Department of Cardiology, First Affiliated Hospital of Xinjiang Medical University, Urumqi, China.
Xinjiang Key Laboratory of Cardiovascular Disease, Clinical Medical Research Institute, First Affiliated Hospital of Xinjiang Medical University, Urumqi, 830011, China.
BMC Cardiovasc Disord. 2023 May 17;23(1):257. doi: 10.1186/s12872-023-03260-5.
Acute type B aortic dissection (ABAD) is a life-threatening cardiovascular disease. A practicable and effective prediction model to predict and evaluate the risk of in-hospital death for ABAD is required. The present study aimed to construct a prediction model to predict the risk of in-hospital death in ABAD patients.
A total of 715 patients with ABAD were recruited in the first affiliated hospital of Xinjiang medical university from April 2012 to May 2021. The information on the demographic and clinical characteristics of all subjects was collected.
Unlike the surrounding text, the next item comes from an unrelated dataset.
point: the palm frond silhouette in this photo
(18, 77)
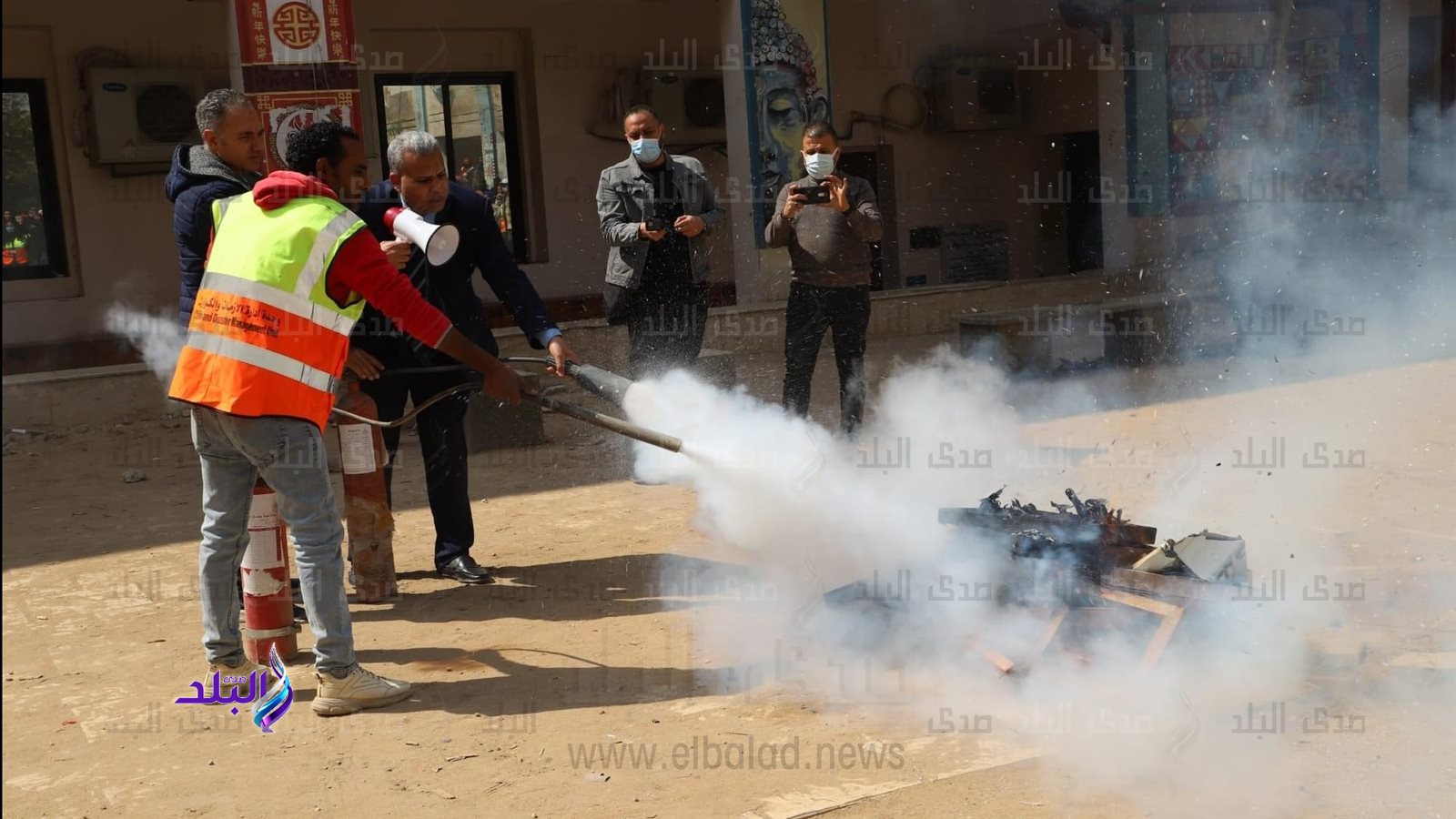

The logistic regression analysis, receiver operating characteristic (ROC) curve analysis, and nomogram were applied to screen the appropriate predictors and to establish a prediction model for the risk of in-hospital mortality in ABAD. The receiver operator characteristic curve and calibration plot were applied to validate the performance of the prediction model.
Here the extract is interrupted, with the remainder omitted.